Snowbirds grounded after 2026 season — Tutor jets retiring before replacement aircraft land

Defence Minister David McGuinty announced Tuesday afternoon that the Snowbirds — the Royal Canadian Air Force demonstration team — will be grounded following the 2026 flying season until new aircraft arrive. The CT-114 Tutor jets they have been flying since the 1960s are at end-of-life, and the replacement procurement timeline has not been finalised. The Snowbirds will continue their planned 2026 schedule through the summer, but every appearance after the season-end is now on hold for at least the medium term.

This isn't a small thing for the airshow calendar — they're a fixed feature at the CNE in Toronto, Canadian Open and Stampede flypasts, Aurora Borealis Festival in Yellowknife, and dozens of regional shows that draw 250,000+ each weekend in a strong summer. Replacement-aircraft selection will likely involve a competition between the BAE Hawk, Aermacchi M-346 and Leonardo M-345 (the latter being the favourite in early industry reporting based on lifecycle cost), but procurement at the federal level usually means a 3-5 year window minimum once a decision is announced. The Tutors have been kept flying through a combination of cannibalised parts and increasingly creative engineering, and McGuinty did not commit to a target IOC date for the replacement.

The Tutor first entered service in 1963 and was retired from front-line training duty by the mid-1990s. The Snowbirds kept them airworthy on grace and fumes for another three decades.

Source: CBC News — Snowbirds to be grounded following 2026 season until new aircraft arrive.

Disappointing but predictable. The Tutors should have been retired in the early 2000s and we kept patching them. Anything procured now is on a 5-7 year horizon realistically — see the C-295 Kingfisher / fixed-wing SAR replacement procurement that took 12 years from RFP to first delivery. The Hawk and the M-346 are both in active production globally, the M-345 is the cheaper option but isn't operational with anyone yet outside Italy. Whoever ends up flying for the 2032 Snowbirds is currently a Grade 11 student.

The 2026 CNE flypast in Toronto is still on per the squadron's published schedule. That's August. Anyone in the GTA wanting to see them one last time, that's the window — the airshow at the CNE pulls 750,000 over Labour Day weekend in a good year and the Snowbirds are the headline.

Halifax got them for the Battle of the Atlantic memorial flypast a couple of weeks back. Glad I went out to watch — turns out it might have been the last East Coast pass for a while. The CT-114s are charismatic in a way that newer jets aren't; you can hear the J85 turbojets coming for kilometres.

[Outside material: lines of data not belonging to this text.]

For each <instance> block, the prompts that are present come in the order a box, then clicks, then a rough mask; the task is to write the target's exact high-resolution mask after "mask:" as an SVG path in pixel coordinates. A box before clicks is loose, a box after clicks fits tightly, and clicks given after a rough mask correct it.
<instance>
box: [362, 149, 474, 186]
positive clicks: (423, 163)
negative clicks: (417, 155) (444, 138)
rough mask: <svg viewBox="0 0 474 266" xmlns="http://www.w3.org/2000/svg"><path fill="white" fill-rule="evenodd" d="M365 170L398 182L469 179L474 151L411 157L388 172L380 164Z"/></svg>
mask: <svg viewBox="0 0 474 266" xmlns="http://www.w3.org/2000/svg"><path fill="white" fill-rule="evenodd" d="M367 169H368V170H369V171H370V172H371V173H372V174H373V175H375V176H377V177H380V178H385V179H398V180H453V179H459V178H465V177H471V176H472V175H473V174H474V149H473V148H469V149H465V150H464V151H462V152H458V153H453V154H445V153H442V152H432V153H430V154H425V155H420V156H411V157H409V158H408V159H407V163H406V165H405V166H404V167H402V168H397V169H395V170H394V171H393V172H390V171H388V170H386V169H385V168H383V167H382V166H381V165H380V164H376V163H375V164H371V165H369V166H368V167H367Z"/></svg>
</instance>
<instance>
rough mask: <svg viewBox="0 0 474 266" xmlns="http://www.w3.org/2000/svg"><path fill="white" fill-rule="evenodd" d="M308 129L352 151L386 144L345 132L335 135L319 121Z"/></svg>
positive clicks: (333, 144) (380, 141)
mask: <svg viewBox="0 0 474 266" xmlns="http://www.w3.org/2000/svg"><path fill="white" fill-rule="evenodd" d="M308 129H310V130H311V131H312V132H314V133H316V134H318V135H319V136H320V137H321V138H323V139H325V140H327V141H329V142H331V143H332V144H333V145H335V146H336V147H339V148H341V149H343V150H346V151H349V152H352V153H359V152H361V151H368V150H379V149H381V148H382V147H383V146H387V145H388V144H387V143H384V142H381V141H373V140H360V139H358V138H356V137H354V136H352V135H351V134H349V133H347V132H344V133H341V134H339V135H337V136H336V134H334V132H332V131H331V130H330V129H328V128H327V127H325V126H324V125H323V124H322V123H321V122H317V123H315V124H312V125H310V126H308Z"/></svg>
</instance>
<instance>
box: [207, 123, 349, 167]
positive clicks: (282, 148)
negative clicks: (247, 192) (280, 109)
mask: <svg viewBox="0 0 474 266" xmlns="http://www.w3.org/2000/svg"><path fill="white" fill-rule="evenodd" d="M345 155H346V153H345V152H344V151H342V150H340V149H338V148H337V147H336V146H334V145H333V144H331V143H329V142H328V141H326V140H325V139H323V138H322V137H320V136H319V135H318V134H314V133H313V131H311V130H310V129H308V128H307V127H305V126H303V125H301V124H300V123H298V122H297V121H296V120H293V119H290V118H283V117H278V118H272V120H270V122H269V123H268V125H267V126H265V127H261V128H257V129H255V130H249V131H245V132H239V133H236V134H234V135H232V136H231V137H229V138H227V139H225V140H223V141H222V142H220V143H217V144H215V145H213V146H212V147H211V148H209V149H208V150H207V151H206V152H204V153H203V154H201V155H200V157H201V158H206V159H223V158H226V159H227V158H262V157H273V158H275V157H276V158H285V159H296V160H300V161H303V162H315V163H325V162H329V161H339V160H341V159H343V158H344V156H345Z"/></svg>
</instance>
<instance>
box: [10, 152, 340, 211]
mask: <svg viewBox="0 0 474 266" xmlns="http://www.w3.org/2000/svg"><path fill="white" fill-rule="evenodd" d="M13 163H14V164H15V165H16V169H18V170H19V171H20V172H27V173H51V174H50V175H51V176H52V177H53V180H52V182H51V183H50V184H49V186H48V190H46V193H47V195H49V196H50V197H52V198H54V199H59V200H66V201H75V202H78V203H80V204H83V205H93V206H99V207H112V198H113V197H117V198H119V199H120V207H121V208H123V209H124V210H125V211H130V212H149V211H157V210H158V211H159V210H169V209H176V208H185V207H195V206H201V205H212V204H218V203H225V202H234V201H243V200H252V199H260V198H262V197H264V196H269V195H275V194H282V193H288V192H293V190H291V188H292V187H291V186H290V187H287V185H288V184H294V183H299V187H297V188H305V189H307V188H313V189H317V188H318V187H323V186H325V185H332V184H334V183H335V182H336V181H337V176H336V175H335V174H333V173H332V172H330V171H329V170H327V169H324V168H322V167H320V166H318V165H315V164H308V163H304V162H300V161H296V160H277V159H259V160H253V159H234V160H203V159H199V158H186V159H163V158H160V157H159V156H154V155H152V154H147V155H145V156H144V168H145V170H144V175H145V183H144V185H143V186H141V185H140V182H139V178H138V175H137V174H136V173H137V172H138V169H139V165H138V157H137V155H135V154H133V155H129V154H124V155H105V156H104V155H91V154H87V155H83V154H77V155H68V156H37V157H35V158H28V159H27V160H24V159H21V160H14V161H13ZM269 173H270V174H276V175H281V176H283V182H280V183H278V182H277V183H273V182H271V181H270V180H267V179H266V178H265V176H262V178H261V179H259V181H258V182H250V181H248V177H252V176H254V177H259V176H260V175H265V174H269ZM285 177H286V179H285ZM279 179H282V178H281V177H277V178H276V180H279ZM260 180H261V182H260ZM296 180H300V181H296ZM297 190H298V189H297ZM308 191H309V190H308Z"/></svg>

For procurement-watchers: the Treasury Board submission to fund replacement aircraft hasn't been tabled. Until that lands, every IOC estimate is hopeful. The CT-114 Tutor fleet ran roughly 24 airframes at peak; a Snowbirds-equivalent replacement is probably 12-14 jets given current procurement budgets. M-345 unit price is around $4-5M USD; that's a $60M base buy before training, spares, simulators, and the inevitable Canadianisation premium. Realistic 2030-2032 IOC if the political will holds through two more election cycles.